How to talk about money in relationships
While we are more accepting of attaching love and romance to chocolates and roses, and even illustrious holidays, very few people are comfortable discussing how these romantic gestures are made possible. However, cash is king, yes, even in relationships, (and arguably) especially in relationships. But however unromantic, having conversations about how you manage your cash is important.
Relationship experts say money worries are the most common reason for relationship difficulties and tackling the topic early on avoids the potential for resentments to emerge later and lead to more destructive arguments.
You can start with more easy-going questions like asking if your partner is a spender or a saver, or what they dream of achieving with their money. The more you make talking about money a habit, it won’t be difficult to bring it up later when certain issues come up. Financial intimacy is a very important part of any relationship and in creating a financial life together. Some key elements for building financial intimacy include flexibility, inclusivity, equality, transparency, and sustainability.
Life changes, and so does our financial situations, so don’t be afraid to change if the financial plan doesn’t work anymore or your circumstances change. Additionally, you should be able to share information about your finances with your partner openly, and you should have an equal voice (and power) in financial decisions. Last but not least, you and your partner must come up with a long-term financial plan.
Here are some easy steps to take to make the process of talking about money in relationships much easier.
Acknowledge the discomfort and give some advance notice
It’s not easy to talk casually and naturally about things like your debt history or being raised in an unstable economic environment. You have to put in the effort. Acknowledge that this might involve stumbling through some awkward moments and tactfully ease into this process. Give your significant other some time to ready themselves for the conversation. To ensure your partner doesn’t feel put on the spot when the time comes, be clear about what you’re asking when you first introduce the idea.
Exercise some tact
While it is okay and often recommended to talk about who will pay for what in a relationship, it is definitely not okay to pry. It is always best to start with the small stuff like dinner and parking, laying the groundwork for deeper conversations of rent and groceries later. Being cognizant of time and space is especially important when it comes to talking about money in relationships. Also, gauge how far your partner is willing to go at a certain stage in the relationship. Slow and steady wins the race here. If your partner is not yet ready to discuss their credit score and student loan debt yet, read the room.

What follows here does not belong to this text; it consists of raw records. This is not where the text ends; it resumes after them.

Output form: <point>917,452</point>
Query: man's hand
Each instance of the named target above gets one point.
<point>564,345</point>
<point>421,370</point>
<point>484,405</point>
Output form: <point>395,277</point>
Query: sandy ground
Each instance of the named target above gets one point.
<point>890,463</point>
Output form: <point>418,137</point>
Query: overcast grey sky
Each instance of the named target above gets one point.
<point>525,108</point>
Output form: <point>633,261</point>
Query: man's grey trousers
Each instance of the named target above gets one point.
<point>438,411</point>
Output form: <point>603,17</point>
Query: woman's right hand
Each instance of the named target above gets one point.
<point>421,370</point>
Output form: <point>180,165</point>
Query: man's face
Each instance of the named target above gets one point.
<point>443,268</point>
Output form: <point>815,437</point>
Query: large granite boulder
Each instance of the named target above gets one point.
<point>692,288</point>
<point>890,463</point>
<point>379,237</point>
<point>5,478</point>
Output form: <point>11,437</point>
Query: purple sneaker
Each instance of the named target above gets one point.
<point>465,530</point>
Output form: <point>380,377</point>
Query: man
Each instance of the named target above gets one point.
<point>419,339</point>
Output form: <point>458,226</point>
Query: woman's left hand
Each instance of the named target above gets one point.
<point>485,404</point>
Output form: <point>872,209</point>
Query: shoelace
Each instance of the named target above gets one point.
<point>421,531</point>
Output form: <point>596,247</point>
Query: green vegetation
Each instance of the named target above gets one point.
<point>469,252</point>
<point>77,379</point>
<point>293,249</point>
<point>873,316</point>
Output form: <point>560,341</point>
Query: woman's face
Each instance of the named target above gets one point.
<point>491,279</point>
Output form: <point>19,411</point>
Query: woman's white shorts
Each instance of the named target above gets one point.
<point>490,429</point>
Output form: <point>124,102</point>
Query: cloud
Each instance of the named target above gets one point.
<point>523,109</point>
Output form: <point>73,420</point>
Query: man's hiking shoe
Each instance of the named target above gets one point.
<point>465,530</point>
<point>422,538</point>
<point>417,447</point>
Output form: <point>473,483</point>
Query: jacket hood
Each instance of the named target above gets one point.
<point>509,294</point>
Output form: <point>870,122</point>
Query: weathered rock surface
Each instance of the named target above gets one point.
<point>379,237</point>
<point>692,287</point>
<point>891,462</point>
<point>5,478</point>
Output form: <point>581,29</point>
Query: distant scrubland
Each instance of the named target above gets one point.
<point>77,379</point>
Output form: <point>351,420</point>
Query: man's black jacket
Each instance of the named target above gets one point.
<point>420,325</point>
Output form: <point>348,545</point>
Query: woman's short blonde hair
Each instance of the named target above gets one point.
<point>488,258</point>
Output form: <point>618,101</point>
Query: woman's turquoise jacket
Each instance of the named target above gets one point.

Identify your shared values
While most people are aware of the strain that money issues can have on a relationship, often the cracks are linked to your individual and/or shared values which money habits form a part of. For example, your boo might be a sucker the best discounts in town, and you may prefer the finer things in life, but if you’re going to be sharing your expenses, you’re going to need to find a middle ground. Find out if you have any shared values and dreams, like for instance as well as how will money help you reach those goals?
Don’t try to solve everything & don’t impose your money ways on the other person
Our childhood memories of money management around the household are often the root cause of the bulk of our financial troubles. Also, life happens, and major financial changes may happen for either party in the relationship. One of you might lose a job, change jobs, forcing a geographical move or you might even need to start taking care of a family member. These things happen and the solutions to are not always clear cut. The point is to understand them, not come up with an action plan. To avoid running the risk of feeling stifled and stampeded upon, which could lead to resentment in the relationship, we have to learn to offer one another a lot of autonomy and space.
Make it a habit.
Regular money check-ins give you a defined forum for discussion, so issues won’t fester or appear suddenly when you’re grumpy after work or mad that you’ve paid for groceries twice. Considering that financial situations fluctuate all the time, you both get the chance to evaluate what’s working and adapt to changes.
Founder and Debt Counsellor at National Debt Advisors Sebastien Alexanderson said not being completely honest about finances is a common thread in most relationships. He said the truth is most couples don’t often discuss debt and finances because it’s hard to get a conversation started.
“Everyone has a different attitude towards money. Perhaps you save your pennies and are always cautious. Or you might feel that money is there for you to spend and that you cannot take it with you. We all come from different backgrounds and have different opinions about money. What matters is how we manage these differences,” Alexanderson said.